Archiving is how you meet long retention obligations without paying to keep everything searchable. When the manager is configured to log archives, it writes a compressed, date-organised copy of received events to disk. These files can then be shipped to cheap durable storage such as an object store, an NFS volume or tape, on a schedule.

Two operational details matter for archives. First, integrity: logs used as audit evidence should be protected against tampering, so apply write-once or restricted permissions and consider hashing or signing archive batches. ISO 27001 control 8.15 specifically expects logs to be protected from unauthorised alteration. Second, retrievability: document how archived data is restored and searched, because an archive you cannot practically query is not real retention.

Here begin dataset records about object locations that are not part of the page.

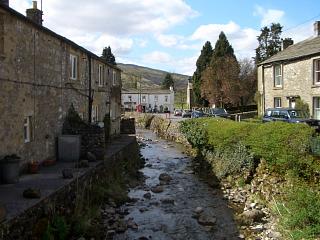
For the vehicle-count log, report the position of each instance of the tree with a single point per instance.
(248, 80)
(220, 80)
(202, 63)
(108, 56)
(269, 42)
(167, 81)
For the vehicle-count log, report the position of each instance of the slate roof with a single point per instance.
(308, 47)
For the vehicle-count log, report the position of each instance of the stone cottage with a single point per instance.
(41, 75)
(291, 74)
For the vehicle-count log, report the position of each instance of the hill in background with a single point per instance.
(150, 78)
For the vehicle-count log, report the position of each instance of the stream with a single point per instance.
(179, 205)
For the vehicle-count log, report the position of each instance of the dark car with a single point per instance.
(219, 112)
(197, 114)
(290, 115)
(186, 113)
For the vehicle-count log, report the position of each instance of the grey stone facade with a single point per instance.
(37, 87)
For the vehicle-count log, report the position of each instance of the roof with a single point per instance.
(53, 34)
(146, 91)
(308, 47)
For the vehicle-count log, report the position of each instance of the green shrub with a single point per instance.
(300, 215)
(282, 145)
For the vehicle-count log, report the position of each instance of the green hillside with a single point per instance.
(150, 78)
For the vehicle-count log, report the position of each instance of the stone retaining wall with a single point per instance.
(64, 200)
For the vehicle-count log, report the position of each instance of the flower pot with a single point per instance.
(33, 167)
(10, 169)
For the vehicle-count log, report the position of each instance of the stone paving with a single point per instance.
(49, 180)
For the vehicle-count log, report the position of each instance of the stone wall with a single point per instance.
(35, 82)
(64, 201)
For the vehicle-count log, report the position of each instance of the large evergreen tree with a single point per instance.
(167, 81)
(269, 42)
(108, 56)
(202, 63)
(220, 81)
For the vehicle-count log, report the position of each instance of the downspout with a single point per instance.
(90, 99)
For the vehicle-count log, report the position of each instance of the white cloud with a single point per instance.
(269, 15)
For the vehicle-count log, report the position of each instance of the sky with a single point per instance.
(169, 34)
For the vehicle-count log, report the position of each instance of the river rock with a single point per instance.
(147, 195)
(206, 220)
(157, 189)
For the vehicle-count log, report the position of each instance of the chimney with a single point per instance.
(5, 2)
(317, 28)
(34, 13)
(286, 43)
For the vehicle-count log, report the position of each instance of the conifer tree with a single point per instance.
(202, 62)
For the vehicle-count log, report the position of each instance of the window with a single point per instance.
(114, 78)
(95, 113)
(27, 129)
(316, 71)
(277, 76)
(277, 102)
(1, 34)
(316, 108)
(74, 67)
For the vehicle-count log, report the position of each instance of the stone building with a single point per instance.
(41, 75)
(291, 74)
(149, 99)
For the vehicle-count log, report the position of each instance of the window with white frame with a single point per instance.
(277, 102)
(277, 73)
(73, 67)
(27, 129)
(114, 78)
(316, 71)
(316, 108)
(95, 113)
(100, 74)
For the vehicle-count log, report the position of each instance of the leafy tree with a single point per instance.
(220, 80)
(269, 42)
(167, 81)
(108, 56)
(248, 80)
(202, 62)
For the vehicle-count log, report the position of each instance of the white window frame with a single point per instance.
(277, 101)
(100, 76)
(95, 113)
(27, 129)
(279, 76)
(73, 67)
(316, 72)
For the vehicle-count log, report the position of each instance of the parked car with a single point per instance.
(219, 112)
(197, 114)
(186, 113)
(177, 112)
(290, 115)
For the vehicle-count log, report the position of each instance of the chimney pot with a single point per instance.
(317, 28)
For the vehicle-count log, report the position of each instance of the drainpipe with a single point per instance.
(90, 99)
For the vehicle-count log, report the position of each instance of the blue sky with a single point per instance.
(169, 34)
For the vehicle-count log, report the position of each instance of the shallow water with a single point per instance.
(173, 218)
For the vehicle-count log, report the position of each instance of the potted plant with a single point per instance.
(33, 166)
(10, 168)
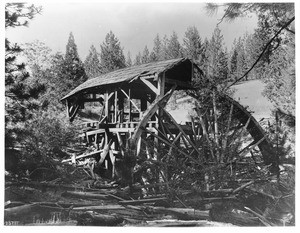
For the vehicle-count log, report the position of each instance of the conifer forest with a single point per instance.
(167, 136)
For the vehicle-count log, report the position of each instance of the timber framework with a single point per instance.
(134, 116)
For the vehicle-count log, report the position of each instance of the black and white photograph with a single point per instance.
(148, 114)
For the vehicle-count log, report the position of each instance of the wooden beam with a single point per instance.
(149, 113)
(179, 83)
(181, 130)
(161, 84)
(171, 145)
(150, 85)
(116, 108)
(129, 97)
(106, 98)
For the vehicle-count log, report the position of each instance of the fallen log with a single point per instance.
(104, 207)
(141, 201)
(85, 195)
(18, 211)
(180, 223)
(182, 213)
(33, 184)
(90, 218)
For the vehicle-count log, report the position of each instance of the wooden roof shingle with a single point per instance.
(126, 75)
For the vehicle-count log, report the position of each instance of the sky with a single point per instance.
(135, 24)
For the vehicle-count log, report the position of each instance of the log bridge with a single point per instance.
(134, 112)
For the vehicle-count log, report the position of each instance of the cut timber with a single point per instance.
(83, 156)
(85, 195)
(19, 211)
(100, 207)
(150, 200)
(95, 219)
(149, 113)
(105, 152)
(183, 213)
(181, 223)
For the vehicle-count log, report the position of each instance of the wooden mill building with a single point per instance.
(134, 101)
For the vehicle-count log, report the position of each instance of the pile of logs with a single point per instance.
(110, 205)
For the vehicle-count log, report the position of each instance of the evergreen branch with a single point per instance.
(264, 50)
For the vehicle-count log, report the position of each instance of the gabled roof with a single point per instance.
(128, 74)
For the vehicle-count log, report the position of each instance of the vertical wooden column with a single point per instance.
(116, 106)
(121, 108)
(106, 107)
(161, 90)
(130, 104)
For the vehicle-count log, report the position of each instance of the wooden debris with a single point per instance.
(180, 223)
(95, 219)
(85, 195)
(141, 201)
(99, 207)
(182, 213)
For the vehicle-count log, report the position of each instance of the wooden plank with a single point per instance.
(171, 145)
(149, 113)
(116, 107)
(83, 156)
(150, 85)
(100, 207)
(248, 148)
(179, 83)
(106, 109)
(181, 130)
(85, 195)
(140, 201)
(129, 97)
(105, 152)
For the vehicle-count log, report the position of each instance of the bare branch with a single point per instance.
(262, 53)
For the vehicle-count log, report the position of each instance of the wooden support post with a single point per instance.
(116, 106)
(130, 104)
(121, 108)
(106, 110)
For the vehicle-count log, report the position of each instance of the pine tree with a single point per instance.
(156, 54)
(164, 48)
(216, 67)
(20, 97)
(173, 48)
(138, 59)
(112, 56)
(145, 57)
(192, 43)
(92, 65)
(73, 65)
(128, 60)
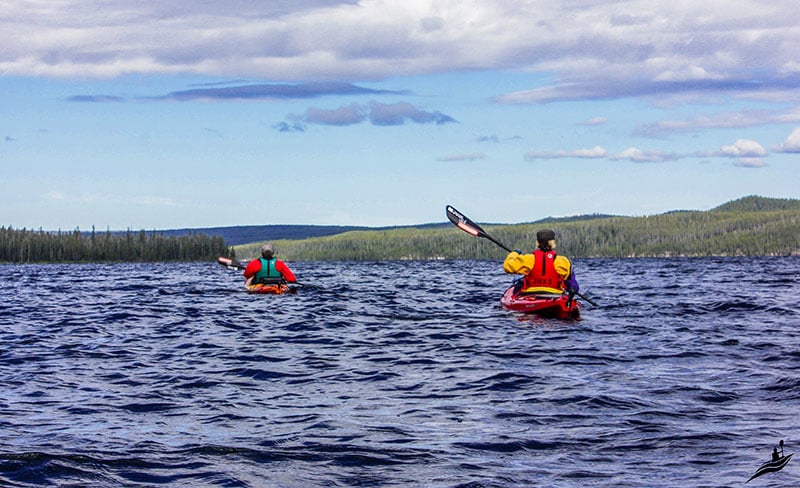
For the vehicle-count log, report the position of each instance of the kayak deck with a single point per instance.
(268, 289)
(543, 304)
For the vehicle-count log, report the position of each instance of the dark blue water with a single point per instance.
(398, 374)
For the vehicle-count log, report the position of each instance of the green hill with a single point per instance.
(755, 203)
(751, 226)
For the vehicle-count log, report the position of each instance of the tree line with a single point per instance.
(687, 233)
(26, 246)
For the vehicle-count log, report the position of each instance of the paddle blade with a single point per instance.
(462, 222)
(230, 263)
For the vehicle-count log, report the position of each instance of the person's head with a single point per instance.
(267, 251)
(546, 239)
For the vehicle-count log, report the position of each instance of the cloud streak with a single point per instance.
(379, 114)
(652, 48)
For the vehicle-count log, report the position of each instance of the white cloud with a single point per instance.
(742, 148)
(792, 143)
(463, 157)
(750, 163)
(659, 47)
(593, 153)
(595, 121)
(727, 120)
(637, 155)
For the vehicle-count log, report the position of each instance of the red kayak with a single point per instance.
(544, 304)
(268, 289)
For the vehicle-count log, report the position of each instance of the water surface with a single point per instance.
(397, 374)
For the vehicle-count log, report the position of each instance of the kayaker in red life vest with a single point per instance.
(267, 268)
(544, 270)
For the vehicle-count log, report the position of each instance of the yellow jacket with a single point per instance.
(516, 263)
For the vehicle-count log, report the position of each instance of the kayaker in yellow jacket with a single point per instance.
(545, 271)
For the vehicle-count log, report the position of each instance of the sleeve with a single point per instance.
(285, 271)
(517, 263)
(564, 268)
(252, 268)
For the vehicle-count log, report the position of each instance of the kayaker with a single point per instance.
(267, 268)
(544, 270)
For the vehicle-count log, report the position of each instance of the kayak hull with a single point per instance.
(262, 289)
(545, 305)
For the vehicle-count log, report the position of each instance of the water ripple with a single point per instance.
(396, 374)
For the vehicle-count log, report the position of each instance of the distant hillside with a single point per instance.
(248, 234)
(754, 203)
(753, 226)
(245, 234)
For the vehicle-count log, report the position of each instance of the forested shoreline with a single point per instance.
(750, 226)
(35, 246)
(753, 226)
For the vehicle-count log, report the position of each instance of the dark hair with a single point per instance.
(543, 238)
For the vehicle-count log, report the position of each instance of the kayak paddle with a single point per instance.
(231, 264)
(464, 223)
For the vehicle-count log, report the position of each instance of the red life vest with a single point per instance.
(544, 274)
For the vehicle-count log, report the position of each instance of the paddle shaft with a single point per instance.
(464, 223)
(230, 263)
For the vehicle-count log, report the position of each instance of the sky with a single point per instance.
(123, 114)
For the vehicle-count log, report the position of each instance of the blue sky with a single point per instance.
(118, 114)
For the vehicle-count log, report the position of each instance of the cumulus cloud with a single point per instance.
(791, 144)
(274, 91)
(657, 48)
(462, 157)
(727, 120)
(380, 114)
(398, 113)
(742, 148)
(636, 155)
(263, 91)
(593, 153)
(594, 121)
(750, 163)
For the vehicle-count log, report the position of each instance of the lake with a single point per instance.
(687, 373)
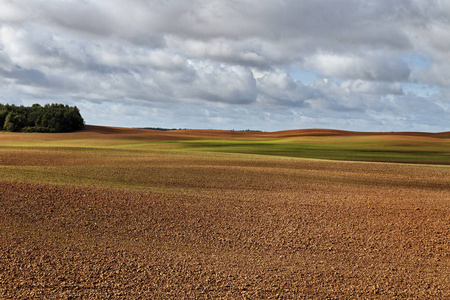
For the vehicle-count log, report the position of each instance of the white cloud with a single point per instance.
(233, 60)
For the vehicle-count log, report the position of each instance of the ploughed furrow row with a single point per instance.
(311, 239)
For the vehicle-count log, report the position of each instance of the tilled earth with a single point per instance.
(345, 231)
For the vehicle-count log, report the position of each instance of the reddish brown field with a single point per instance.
(111, 223)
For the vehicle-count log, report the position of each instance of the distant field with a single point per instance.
(197, 214)
(407, 147)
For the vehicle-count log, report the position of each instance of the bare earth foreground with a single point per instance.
(110, 222)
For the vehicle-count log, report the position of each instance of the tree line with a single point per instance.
(37, 118)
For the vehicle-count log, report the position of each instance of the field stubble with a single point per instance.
(98, 223)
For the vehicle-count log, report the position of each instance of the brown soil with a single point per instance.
(199, 133)
(281, 229)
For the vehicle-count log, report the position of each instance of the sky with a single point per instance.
(363, 65)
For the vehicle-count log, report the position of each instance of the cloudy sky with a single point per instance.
(365, 65)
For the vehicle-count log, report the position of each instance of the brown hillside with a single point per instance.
(208, 134)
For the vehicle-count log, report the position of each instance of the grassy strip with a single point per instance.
(357, 150)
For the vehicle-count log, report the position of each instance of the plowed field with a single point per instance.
(80, 221)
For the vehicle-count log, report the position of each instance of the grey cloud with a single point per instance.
(230, 57)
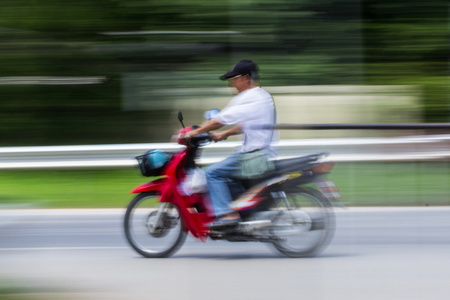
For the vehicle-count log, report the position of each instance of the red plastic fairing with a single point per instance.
(155, 185)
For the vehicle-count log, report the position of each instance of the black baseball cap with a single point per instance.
(243, 67)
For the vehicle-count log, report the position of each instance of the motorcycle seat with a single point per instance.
(287, 165)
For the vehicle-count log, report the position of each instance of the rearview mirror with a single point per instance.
(180, 117)
(211, 114)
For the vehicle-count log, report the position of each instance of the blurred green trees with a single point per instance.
(299, 42)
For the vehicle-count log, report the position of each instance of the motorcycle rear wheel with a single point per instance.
(309, 220)
(150, 241)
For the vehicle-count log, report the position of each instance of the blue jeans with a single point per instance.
(221, 184)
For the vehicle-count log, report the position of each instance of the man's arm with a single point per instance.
(219, 136)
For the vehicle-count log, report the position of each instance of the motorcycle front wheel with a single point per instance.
(305, 223)
(151, 232)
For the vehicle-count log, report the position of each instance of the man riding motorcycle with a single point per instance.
(250, 108)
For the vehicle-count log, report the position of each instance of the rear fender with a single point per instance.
(155, 185)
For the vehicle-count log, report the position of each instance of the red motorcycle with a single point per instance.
(290, 209)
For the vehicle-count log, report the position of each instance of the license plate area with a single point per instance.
(329, 189)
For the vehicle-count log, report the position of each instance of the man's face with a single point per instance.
(239, 82)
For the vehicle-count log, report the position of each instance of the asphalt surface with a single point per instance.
(397, 253)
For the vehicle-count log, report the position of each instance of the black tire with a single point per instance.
(162, 242)
(317, 230)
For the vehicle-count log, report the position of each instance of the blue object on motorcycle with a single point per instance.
(211, 114)
(157, 158)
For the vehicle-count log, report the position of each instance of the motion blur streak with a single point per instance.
(116, 72)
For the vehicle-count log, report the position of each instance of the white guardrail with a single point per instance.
(412, 148)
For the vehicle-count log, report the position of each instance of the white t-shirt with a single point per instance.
(251, 109)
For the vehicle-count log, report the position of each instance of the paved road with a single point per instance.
(376, 254)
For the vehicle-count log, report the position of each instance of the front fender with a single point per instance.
(155, 185)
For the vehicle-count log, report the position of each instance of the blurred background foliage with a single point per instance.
(296, 42)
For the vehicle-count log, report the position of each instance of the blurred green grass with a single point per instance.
(362, 184)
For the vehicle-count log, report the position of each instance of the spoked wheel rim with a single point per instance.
(305, 227)
(151, 239)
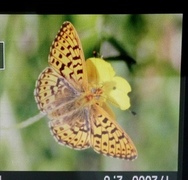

When a regulator, auditor or investigator asks for history beyond the hot window, the workflow is to pull the relevant archive files, re-ingest them into a temporary index or search them directly, and produce the evidence. Testing that workflow before you need it is the difference between confident compliance and a scramble during an audit.

Putting the Strategy Together

A complete Wazuh retention strategy combines four decisions. What to index: alerts always, plus full events only where full fidelity is required. How long to keep it hot: typically 90 days searchable to satisfy PCI DSS immediate-availability and active investigation. How long to retain cold: 12 months or more in compressed archive, extended where a specific obligation demands. How to enforce it: ISM policies for the indexer and a scheduled archive-shipping job for cold storage.

Document the policy explicitly, including the compliance basis for each number, and review it as data volume grows or obligations change. Auditors want to see a deliberate, documented retention decision, not a default left untouched. A clear strategy also controls cost, because storage is usually the single largest recurring expense of running a SIEM at scale.

Retention sits downstream of log collection and feeds into architecture decisions about cluster size and node count. Get collection and sizing right first, then retention and storage planning follows naturally from the per-day volume those produce.